Von Katharina Eisenbarth

2017 twitterte Netflix noch „Love is sharing a password.“ und lud damit zum Teilen von Netflix-Accounts auf. Bei den vielen Streaming-Anbietern, die in den letzten Jahren aus dem Boden schossen, hatte das für die Nutzer große Vorteile: So musste nicht jeder jeden Streaming-Dienst abonnieren, um das gesamte Angebot des Streaming-Markts nutzen zu können. Netflix-, Amazon-Accounts und Co. wurden einfach geteilt.

Damit ist jetzt Schluss. Denn inzwischen geht Netflix gegen Account-Sharing vor – sofern die Nutzer nicht in einem Haushalt wohnen. Mit „Haushalt“ meint Netflix die Summe der Geräte, die am Hauptnutzungsort mit derselben Internetverbindung verbunden sind. Personen, die nicht zum Haushalt des Kontoinhabers gehören, müssen sich nun für ein eigenes Konto registrieren oder einen Zusatzmitgliedsplatz erwerben.

Seit dem vergangenen Jahr ist Letzteres auch in Deutschland möglich. Monatlich kostet das 4,99 Euro pro zusätzlichen Nutzer. Jedes Zusatzmitglied erhält ein Nutzerprofil mit eigenem Passwort und kann die Daten eines alten Profils übernehmen. Allerdings gibt es im Vergleich zu regulären Konten ein paar Nachteile: So können Zusatzmitglieder beispielsweise nur ein Gerät gleichzeitig nutzen.

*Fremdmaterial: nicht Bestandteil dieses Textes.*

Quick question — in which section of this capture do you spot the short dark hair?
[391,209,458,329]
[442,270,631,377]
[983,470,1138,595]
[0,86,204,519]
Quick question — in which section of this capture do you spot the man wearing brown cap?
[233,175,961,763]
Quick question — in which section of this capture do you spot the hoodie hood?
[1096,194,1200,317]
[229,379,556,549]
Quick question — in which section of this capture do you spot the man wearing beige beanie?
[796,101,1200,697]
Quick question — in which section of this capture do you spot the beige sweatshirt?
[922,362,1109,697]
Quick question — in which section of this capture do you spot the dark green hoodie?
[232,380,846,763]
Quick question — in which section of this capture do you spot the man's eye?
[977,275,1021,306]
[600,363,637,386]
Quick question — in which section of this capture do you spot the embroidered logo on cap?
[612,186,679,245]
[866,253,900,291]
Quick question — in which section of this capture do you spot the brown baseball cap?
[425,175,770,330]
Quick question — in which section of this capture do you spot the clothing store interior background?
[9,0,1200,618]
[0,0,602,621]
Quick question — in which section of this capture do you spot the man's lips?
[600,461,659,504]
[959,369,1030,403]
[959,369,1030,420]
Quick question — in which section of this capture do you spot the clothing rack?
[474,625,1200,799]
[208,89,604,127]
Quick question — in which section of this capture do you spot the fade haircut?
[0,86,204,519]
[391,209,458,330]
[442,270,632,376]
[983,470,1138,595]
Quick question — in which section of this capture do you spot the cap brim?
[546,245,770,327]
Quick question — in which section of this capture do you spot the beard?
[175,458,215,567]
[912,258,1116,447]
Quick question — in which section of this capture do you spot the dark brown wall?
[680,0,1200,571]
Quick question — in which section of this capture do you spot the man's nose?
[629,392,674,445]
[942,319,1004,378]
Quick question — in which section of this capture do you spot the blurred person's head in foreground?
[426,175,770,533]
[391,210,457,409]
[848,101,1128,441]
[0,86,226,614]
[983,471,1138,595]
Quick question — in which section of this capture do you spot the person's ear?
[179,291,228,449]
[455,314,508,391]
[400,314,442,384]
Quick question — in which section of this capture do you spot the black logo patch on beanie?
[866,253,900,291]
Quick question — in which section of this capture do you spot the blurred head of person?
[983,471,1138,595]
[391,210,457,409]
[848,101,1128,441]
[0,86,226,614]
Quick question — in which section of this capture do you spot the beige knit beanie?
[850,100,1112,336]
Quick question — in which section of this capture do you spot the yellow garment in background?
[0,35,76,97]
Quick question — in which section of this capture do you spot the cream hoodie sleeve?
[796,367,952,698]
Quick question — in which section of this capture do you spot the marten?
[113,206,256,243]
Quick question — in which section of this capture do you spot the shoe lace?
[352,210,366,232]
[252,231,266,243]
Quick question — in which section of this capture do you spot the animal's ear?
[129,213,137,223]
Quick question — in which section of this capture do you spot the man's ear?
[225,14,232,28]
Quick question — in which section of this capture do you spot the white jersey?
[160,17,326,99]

Außerdem ist die Anzahl der Zusatzmitgliedsplätze beschränkt: auf einen bei einem Standard-Abo und auf zwei beim Premium-Abo.

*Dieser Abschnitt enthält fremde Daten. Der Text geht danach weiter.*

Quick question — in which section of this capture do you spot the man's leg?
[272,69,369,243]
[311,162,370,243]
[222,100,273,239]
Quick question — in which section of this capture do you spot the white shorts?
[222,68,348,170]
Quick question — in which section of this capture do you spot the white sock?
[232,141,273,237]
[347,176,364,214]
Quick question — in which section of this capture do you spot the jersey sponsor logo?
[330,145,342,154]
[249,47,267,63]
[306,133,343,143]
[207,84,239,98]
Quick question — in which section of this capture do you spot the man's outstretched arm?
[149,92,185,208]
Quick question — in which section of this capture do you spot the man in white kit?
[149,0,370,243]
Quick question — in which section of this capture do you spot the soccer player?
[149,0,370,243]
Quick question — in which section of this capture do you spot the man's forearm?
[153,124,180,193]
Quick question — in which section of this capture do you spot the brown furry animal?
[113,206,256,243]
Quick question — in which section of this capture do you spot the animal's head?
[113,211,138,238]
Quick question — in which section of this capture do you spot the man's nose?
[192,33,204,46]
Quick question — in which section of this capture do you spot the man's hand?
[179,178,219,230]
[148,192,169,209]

Merkt Netflix, wenn Nutzer ihren Account unerlaubt teilen?

Anhand der IP-Adresse, Geräte-IDs und Kontoaktivitäten findet Netflix heraus, was das Heimatnetzwerks des Kontos ist. Dort kann man Netflix ohne Komplikationen nutzen. Wer unterwegs auf Netflix zugreifen möchte, muss das genutzte Gerät mit einem Code bestätigen, den Netflix an den Konto-Inhaber sendet. Nutzer mit Zweitwohnsitz oder häufigen Reisen an einen Ort können diesen Standort für 30 Tage freischalten. Dazu müssen sie sich erst am Hauptort auf einem Mobilgerät auf Netflix anmelden und das am Zielort mit demselben Gerät wiederholen.

Obwohl die Ankündigung des Streaminganbieters, gegen Account-Sharing vorzugehen, erst mal Protest bei den Kunden hervorrief, schadete Netflix dieser Schritt nicht. Im Gegenteil – die Zahl der zahlenden Abonnenten nahm im vergangenen Jahr stetig zu und damit auch der Umsatz des Konzerns. Während Netflix im ersten Quartal 2023 noch 232, 5 Millionen Abonnenten verzeichnete, waren es im vierten Quartal 2023 schon 260, 28 Millionen. Im Vergleich zum Vorjahr wuchs die Abonnentenzahl um 13 Prozent. Das Vorgehen gegen Account-Sharing scheint sich keineswegs negativ ausgewirkt zu haben.

Disney+ zieht nach

Im August 2023 kündigte Disney+ an, ebenfalls gegen Account-Sharing vorzugehen. Kürzlich gab CFO Hugh Johnston bekannt, dass ab Sommer 2024 Maßnahmen dagegen ergriffen würden. So plant Disney+ analog zum Netflix-Modell der Zusatzmitgliedschaft eine kostenpflichtige Erweiterung.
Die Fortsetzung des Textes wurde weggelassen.